I figured it's ok for him to have anyone disagree? It's soft and juicy but the cob is tough without being brittle so I think it must be fine and he honestly totaly loves it. He probably doesn't get a great deal from it but then niether do we really, it's still yum though and does have vitamins and nutriants still.

It's just not something you'd not imagine being one of a dogs favorate treats but he loves them.

P.S. We finaly chose his name too, Loki


----------



## huskyluv (Oct 24, 2008)

I wouldn't feed corn to a dog since they can't digest corn. At best it will go right through them with no problems, but it could cause stomach upsets, diarrhea, etc in the process, not to mention it will be hard on their digestive system trying to process a load of food that they really can't digest.


----------



## jeanie brown (Jan 5, 2009)

dodge likes corn on the cob to and he hasent had a problem so far


----------



## Jetta (Mar 26, 2009)

We can't digest it any better than they can though either but we'd still feed it to our children. We only let him chew the cob at first then left a little corn and then a little more he's never had any problems. Just wondered if anyone knew an actual reason it would be a bad food like chocolate and such. I'm not one for fretting really unless there's a real reason too I guess I live quite back but I love finding new things he enjoys. He also loves salmon but has only small amounts of that at a time so far. Roast chicken is a clear face too but of course never bones.

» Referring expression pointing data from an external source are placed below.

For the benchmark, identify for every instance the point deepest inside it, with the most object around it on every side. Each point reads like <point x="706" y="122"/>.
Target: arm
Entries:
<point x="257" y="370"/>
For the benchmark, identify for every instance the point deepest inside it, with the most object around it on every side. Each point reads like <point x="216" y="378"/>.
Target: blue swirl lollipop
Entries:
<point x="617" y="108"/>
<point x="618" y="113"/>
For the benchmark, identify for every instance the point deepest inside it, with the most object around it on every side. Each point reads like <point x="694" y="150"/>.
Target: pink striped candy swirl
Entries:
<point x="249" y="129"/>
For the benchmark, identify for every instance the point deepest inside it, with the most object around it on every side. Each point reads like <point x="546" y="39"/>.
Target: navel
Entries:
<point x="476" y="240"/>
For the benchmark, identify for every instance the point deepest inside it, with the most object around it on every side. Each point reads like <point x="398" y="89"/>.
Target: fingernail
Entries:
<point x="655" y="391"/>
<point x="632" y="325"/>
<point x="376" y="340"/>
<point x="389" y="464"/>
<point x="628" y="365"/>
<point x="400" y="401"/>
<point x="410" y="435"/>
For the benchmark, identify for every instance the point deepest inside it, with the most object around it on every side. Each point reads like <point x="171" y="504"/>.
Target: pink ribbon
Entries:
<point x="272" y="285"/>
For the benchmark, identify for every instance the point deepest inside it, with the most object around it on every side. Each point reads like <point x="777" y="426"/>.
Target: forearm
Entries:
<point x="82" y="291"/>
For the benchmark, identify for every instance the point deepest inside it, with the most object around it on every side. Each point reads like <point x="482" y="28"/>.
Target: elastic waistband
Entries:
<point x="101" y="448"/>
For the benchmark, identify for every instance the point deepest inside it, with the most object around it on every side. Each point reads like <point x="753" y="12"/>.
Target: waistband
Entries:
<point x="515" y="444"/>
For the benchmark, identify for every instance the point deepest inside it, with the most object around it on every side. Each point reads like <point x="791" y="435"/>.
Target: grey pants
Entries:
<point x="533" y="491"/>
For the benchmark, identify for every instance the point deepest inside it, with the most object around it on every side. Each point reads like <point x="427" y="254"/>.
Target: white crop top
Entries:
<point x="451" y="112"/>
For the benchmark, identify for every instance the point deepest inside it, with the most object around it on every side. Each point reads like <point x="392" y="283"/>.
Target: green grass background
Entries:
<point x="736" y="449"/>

What other foods do everyone's Chi's love?


----------



## huskyluv (Oct 24, 2008)

It's not a bad food, as in it won't cause health problems or get your dog sick. I just put that out there in case you or anyone else did not know. Btw, people can digest corn better because we can break down plant cell walls, dogs' digestive systems can't.

If you dog does not have any bad reactions to it then it really is a personal choice. I prefer to only give my dog foods that are beneficial to them, but I realize that it is only my personal choice and I am not forcing my opinions on anyone.


----------



## Jetta (Mar 26, 2009)

huskyluv said:


> It's not a bad food, as in it won't cause health problems or get your dog sick. I just put that out there in case you or anyone else did not know. Btw, people can digest corn better because we can break down plant cell walls, dogs' digestive systems can't.
> 
> If you dog does not have any bad reactions to it then it really is a personal choice. I prefer to only give my dog foods that are beneficial to them, but I realize that it is only my personal choice and I am not forcing my opinions on anyone.



Uh ok lol


----------



## Vicki (Mar 4, 2009)

Arabella LOVES corn...she gets a bit when we have it and she has never had a problem. Yes it comes out looking the same as it went in.....but hey....she is healthy and happy and she loves it!


----------



## roughhouse (Mar 1, 2009)

I had a mixed breed dog once that loved corn on the cob. She would chew on the cob for hours. It would give her diarrhea once in a while but it didn't stop her from loving it.


----------



## KayC (May 3, 2005)

I love corn but I can't eat it, it tears up my tummy. So I don't give it to oey either.


----------



## rcj1095 (Mar 4, 2009)

My last mini doxie, Romeo (RIP), was crazy for corn. He would wait until someone left the room or find any opportunity to get to their plate and he would go bury that corn anywhere he could. He loved it!!! We never really gave it to him but never really disciplined him either when he did it. We were too busy laughing and taking pictures.


----------



## Yoshismom (Jul 6, 2005)

I had a corn cob get stuck in my Doberman's throat and it almost killed him. I too have heard that it isnt the best for them because of digestive issues and also so many can have allergies from it. In fact I want feed any dog food that has corn in it. That is one reason you do not see it in premium dog foods;-) But as said above to each their own..Just a few FYI's


----------



## guest185 (Oct 27, 2008)

I researched this the other week because i'd given them a wee bit and then panicked. All I found out is that the cob has caused serious problems for many dogs - but the corn is ok, but not great to give xx


----------



## rcj1095 (Mar 4, 2009)

I've had enough vet bills, I'll play it safe rather than sorry. Thanks for the info. girls.


----------



## Kioana (Mar 1, 2005)

the only time mine have had corn, was when my uncle made some beef stew and it had corn in it. but other than that we don't give them too much people food unless it's heathly or left over meat


----------



## sharon_joh (Apr 19, 2009)

My Peanut eats anything!!! He loves vegetables, cauliflour, carrots, peas all of them.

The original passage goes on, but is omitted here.